MOSCIANO. Si apre uno spiraglio per la riapertura di Villa Ventilj: l'insediamento del nuovo cda dell'Asp 1 di Teramo (azienda per i servizi della persona, ex Ipab), di cui la fondazione Ventilj fa parte, potrebbe portare novità in merito alla riattivazione della struttura di Mosciano, chiusa dal 1° settembre 2014.

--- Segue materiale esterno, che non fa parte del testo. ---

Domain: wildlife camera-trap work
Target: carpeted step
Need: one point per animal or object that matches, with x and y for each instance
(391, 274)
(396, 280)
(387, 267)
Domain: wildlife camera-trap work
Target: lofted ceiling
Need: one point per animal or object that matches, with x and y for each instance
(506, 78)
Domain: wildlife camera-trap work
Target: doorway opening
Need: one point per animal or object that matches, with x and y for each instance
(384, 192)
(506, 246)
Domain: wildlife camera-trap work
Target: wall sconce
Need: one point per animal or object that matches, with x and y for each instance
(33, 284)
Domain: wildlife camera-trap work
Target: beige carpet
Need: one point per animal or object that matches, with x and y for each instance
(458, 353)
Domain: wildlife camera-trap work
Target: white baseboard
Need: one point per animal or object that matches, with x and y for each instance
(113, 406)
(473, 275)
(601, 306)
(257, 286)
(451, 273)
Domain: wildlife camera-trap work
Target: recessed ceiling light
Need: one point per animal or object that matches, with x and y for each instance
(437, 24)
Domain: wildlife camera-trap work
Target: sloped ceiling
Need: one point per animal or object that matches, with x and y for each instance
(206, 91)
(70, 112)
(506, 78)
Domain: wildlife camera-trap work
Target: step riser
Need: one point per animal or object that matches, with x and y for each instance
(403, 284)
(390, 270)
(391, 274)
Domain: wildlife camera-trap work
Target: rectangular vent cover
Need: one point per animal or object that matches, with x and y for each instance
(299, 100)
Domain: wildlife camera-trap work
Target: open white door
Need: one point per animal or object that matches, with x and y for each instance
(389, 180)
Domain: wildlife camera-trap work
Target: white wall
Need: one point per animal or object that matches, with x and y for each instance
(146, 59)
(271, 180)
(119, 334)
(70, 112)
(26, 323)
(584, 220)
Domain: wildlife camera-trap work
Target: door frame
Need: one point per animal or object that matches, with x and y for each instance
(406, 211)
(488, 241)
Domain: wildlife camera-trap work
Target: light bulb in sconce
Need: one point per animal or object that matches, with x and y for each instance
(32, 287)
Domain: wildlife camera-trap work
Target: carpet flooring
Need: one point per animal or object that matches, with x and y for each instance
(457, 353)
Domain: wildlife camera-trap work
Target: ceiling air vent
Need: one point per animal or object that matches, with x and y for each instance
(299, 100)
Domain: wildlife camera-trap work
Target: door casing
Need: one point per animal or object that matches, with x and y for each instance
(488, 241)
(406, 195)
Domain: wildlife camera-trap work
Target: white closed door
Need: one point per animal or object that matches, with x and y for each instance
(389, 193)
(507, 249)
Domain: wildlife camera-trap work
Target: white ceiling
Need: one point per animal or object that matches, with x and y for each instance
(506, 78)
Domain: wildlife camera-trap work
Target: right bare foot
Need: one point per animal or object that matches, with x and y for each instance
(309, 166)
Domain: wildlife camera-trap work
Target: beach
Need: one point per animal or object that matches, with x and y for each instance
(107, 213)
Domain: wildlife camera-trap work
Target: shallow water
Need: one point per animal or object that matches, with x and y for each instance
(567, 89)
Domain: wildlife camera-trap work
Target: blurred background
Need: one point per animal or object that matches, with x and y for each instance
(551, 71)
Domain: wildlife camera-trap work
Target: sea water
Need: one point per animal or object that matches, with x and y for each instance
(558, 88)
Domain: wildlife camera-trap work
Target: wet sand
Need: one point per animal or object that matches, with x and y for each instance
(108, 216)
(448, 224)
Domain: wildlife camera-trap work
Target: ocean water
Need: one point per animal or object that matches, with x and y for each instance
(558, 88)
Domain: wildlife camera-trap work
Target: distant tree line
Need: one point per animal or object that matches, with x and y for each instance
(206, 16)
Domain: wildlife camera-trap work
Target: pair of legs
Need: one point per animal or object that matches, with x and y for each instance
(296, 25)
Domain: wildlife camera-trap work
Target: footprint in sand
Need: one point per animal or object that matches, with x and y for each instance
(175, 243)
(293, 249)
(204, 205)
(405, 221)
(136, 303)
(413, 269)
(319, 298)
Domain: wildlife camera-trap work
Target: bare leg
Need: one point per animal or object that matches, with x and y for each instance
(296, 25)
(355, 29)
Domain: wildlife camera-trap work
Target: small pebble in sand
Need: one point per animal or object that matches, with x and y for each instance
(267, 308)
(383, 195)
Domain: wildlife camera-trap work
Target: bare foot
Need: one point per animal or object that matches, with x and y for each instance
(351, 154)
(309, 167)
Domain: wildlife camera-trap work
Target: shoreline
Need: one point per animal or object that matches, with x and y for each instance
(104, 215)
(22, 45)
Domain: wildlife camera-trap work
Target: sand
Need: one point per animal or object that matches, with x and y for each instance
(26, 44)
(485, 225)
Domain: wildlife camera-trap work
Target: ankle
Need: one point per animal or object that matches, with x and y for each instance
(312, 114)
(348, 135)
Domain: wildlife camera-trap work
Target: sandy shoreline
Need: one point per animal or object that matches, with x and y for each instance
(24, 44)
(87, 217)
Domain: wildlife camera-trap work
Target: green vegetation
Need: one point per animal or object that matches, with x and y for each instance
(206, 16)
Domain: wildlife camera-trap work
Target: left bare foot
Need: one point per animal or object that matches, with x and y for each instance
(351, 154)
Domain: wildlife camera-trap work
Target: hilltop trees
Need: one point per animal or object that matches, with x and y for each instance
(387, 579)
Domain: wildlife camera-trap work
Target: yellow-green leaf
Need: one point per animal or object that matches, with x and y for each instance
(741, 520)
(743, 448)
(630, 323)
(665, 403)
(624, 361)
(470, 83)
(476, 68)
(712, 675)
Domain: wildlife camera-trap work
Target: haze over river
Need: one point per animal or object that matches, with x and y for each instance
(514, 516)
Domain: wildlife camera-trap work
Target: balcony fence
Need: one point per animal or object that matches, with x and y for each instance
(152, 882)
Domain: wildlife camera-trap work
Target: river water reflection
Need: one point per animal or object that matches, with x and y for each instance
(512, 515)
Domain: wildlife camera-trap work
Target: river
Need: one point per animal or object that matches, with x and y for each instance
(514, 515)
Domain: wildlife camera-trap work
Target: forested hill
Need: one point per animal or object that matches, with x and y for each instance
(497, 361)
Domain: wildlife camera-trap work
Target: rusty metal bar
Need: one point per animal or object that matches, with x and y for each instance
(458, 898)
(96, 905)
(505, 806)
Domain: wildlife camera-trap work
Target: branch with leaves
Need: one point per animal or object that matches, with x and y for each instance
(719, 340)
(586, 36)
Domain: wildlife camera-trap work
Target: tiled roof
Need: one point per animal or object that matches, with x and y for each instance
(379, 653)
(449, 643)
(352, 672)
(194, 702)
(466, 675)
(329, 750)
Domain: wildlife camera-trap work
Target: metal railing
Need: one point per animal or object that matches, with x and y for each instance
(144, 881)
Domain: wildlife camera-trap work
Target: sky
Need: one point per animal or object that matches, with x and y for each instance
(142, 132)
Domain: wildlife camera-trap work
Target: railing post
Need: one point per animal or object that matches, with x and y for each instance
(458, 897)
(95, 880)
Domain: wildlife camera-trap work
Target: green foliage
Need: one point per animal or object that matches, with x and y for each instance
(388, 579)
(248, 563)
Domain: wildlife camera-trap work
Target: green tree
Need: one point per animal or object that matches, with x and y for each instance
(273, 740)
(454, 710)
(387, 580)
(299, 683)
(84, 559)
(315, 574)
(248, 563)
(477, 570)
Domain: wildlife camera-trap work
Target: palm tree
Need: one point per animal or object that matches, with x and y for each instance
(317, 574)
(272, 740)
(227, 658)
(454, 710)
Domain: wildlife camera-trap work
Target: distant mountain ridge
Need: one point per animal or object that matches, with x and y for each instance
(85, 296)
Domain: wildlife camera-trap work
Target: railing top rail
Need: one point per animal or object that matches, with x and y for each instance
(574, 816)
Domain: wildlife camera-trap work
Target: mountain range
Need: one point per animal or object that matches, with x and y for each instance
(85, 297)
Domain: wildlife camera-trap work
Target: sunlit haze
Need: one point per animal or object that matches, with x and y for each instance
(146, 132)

Era stato l'abbandono da parte della congregazione di suore di San Giovanna Antida Thouret, che gestiva la villa, a determinare la chiusura dell'edificio che ospitava, fra l'altro, il centro giovanile "Peter Pan", attualmente in funzione nella scuola elementare "Mosciano capoluogo". Il mancato accordo fra il Comune e la fondazione Ventilj, per garantire la funzionalità della struttura, aveva determinato la chiusura definitiva della villa. Ora però, con il cambio del consiglio d'amministrazione, si profilano cambiamenti in tal senso: secondo alcuni ben informati, l'Asp avrebbe intenzione di riattivare la struttura, che tornerebbe ad ospitare il centro "Peter Pan". Il sindaco Giuliano Galiffi dichiara che non ci sono novità in tal senso, ma ribadisce che l'amministrazione ha già da tempo inoltrato la richiesta affinché il Comune torni a gestire il centro giovanile all'interno di Villa Ventilj. Nella struttura dovrebbero trovare spazio anche altre attività, quali il museo del falegname, l'iniziativa ideata dall'associazione Mo'Art di Mariano Monaco, a proposito della quale l'imprenditore aveva chiesto che venisse ospitata proprio all'interno della villa. Si saprà solo nelle prossime settimane se, in seguito all'insediamento del nuovo cda, villa Ventilj tornerà ad essere uno dei luoghi simbolo della cultura moscianese e se le richieste del Comune e dei privati saranno accolte. (s.p.)